Convegno nazionale: "MENTALITA` ULTRAS E ORDINE PUBBLICO" Incontro a Livorno
29 Ottobre 2004 - letto 2173 volte
Incontro a Livorno sull'ordine pubblico e la tifoseria da stadio
Non sono degli alieni, non sono dei mostri, né dei criminali. Non sono neppure dei santi, ma neanche pretendono di esserlo, forti delle loro contraddizioni che sono poi le loro ricchezze. Non stanno al di fuori di questo mondo, anzi, ne rappresentano una parte significativa, forse ne sono una delle componenti più autentiche. Stiamo parlando degli ultras, ragazzi e ragazze che si sono dati un percorso attraverso i colori del cuore, scegliendo la gradinata, la trasferta impossibile, sfidando i prezzi proibitivi di accesso allo stadio e un luogo comune che li vuole ribelli e vandali nello stesso tempo. Sfidando schieramenti di agenti pronti ad usare il manganello contro di loro soltanto perché ultras, e contestando a suon di argomentazioni la logica del calcio business oggi imperante e devastante, che vuole il tifoso silenzioso e seduto in poltrona davanti alla tv. Meglio se a pagamento.

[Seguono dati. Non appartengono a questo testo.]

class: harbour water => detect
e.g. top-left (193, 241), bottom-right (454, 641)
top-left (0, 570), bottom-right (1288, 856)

Si è parlato di "Mentalità ultras e ordine pubblico: prove di dialogo" venerdì a Livorno: un incontro organizzato dal dipartimento Scienze sociali dell'Università degli studi di Pisa, dal Silp - Sindacato italiano lavoratori polizia Cgil -, dall'Associazione nazionale sociologi e dal Centro di studi sociali "A. Grandi" Livorno. Su un punto gli interlocutori si sono detti d'accordo: la necessità di avviare un confronto con la curva, nella convinzione che chi la occupa abbia da dire qualcosa di diverso dalla violenza. E qui è stato determinante l'intervento di Massimo Finizio, ultras e dirigente dei tedeschi del St. Pauli, squadra del quartiere multietnico di Amburgo. «In Germania l'approccio allo stadio è ben diverso rispetto all'Italia - ha detto Finizio - non si vive nell'ottica emergenziale dello scontro, ma è in atto un costante dialogo tra istituzioni e curva che fa sì che allo stadio del St. Pauli non ci sia bisogno della presenza della polizia. Se in Italia non si capisce questo, non si compie nessun passo in avanti».

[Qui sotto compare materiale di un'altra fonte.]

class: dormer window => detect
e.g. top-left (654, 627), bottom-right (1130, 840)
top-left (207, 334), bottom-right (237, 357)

Nella sala del Consiglio della Camera di Commercio, Federico Sisimbro, rappresentante di Stream, ha mandato in onda alcuni filmati realizzati dalla pay-tv riguardanti i tifosi del Venezia-Mestre e il loro progetto di costruzione di un impianto polifunzionale in Chiapas e intitolato a Bae (tifoso prematuramente scomparso) e le immagini di un cortometraggio sui tifosi del Bologna con la partecipazione del Progetto Ultrà, a testimoniare di un interessamento dell'emittente verso la curva. Questo in un momento in cui le pay-tv sono bersagliate dai tifosi che frequentano lo stadio, accusate di aver contribuito alla commercializzazione del gioco. «Mi suona strano che una pay-tv - le parole di una tifosa - voglia avere un rapporto con la tifoseria, quando il valore e la forza del tifo vengono uccisi dalla pay-tv».

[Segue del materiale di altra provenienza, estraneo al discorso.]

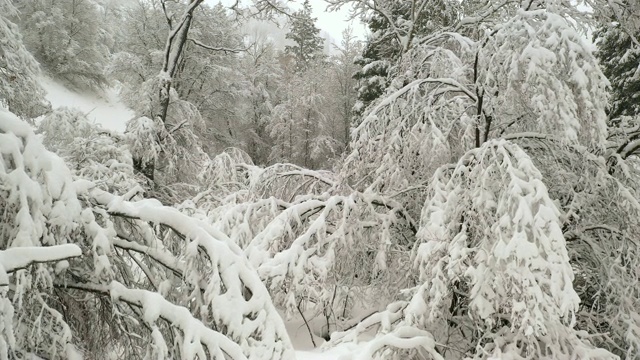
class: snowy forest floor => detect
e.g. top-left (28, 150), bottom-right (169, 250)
top-left (40, 77), bottom-right (364, 360)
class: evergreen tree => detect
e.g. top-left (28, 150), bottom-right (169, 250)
top-left (595, 23), bottom-right (640, 119)
top-left (18, 0), bottom-right (110, 87)
top-left (285, 0), bottom-right (324, 71)
top-left (0, 0), bottom-right (49, 117)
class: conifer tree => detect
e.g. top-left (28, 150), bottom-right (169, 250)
top-left (285, 0), bottom-right (324, 71)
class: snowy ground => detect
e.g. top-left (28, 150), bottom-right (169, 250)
top-left (40, 77), bottom-right (134, 132)
top-left (40, 77), bottom-right (358, 360)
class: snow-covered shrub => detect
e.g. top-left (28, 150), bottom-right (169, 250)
top-left (0, 107), bottom-right (82, 358)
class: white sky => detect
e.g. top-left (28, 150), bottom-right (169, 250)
top-left (206, 0), bottom-right (366, 48)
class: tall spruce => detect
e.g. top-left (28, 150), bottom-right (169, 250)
top-left (595, 23), bottom-right (640, 119)
top-left (285, 0), bottom-right (324, 72)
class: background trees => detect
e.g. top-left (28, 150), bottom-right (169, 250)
top-left (0, 0), bottom-right (640, 359)
top-left (0, 1), bottom-right (48, 117)
top-left (18, 0), bottom-right (110, 88)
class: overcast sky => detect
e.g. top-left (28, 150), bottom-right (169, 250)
top-left (206, 0), bottom-right (366, 44)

Nessun dubbio per Massimo Ampola, professore di sociologia all'università di Pisa: «L'ultrà va visto nel mondo in cui vive, è lo specchio di uno spaccato sociale. E' colui che nel qualunquismo e nell'indifferenza generale, è stato capace almeno di darsi un percorso e tenersi impegnato». «Criminalizziamo il tifo - ha ammonito Gian Paolo Dotto della Digos di Livorno - e non ci accorgiamo che in Parlamento si vivono momenti ben più tesi di quanto non accada in curva». Il riferimento è al "Bella Ciao" del centrosinistra, cui ha fatto da contr'altare il "Fratelli d'Italia" del Polo. Allora che fare? Intanto, cercare di accettare l'altro, il «diverso da noi» per dirla con le parole di Claudio Giardullo, segretario generale nazionale Silp Cgil, che ha puntato l'indice verso chi in questo periodo cerca di trasferire sul piano dello scontro ogni protesta sociale. «Il problema che abbiamo nel nostro Paese - ha detto Giardullo - e che poi si riflette anche nello stadio, è costituito da chi non sa cogliere nella diversità una ricchezza, quindi sceglie la via dello scontro». Un problema che ha radici profonde, magari nelle stanze del Potere. Qualcuno ha colto nell'assenza della dirigente della Digos Erme Trotta, un comportamento di cattivo gusto e un segnale che il dialogo aperto è ancora lontano.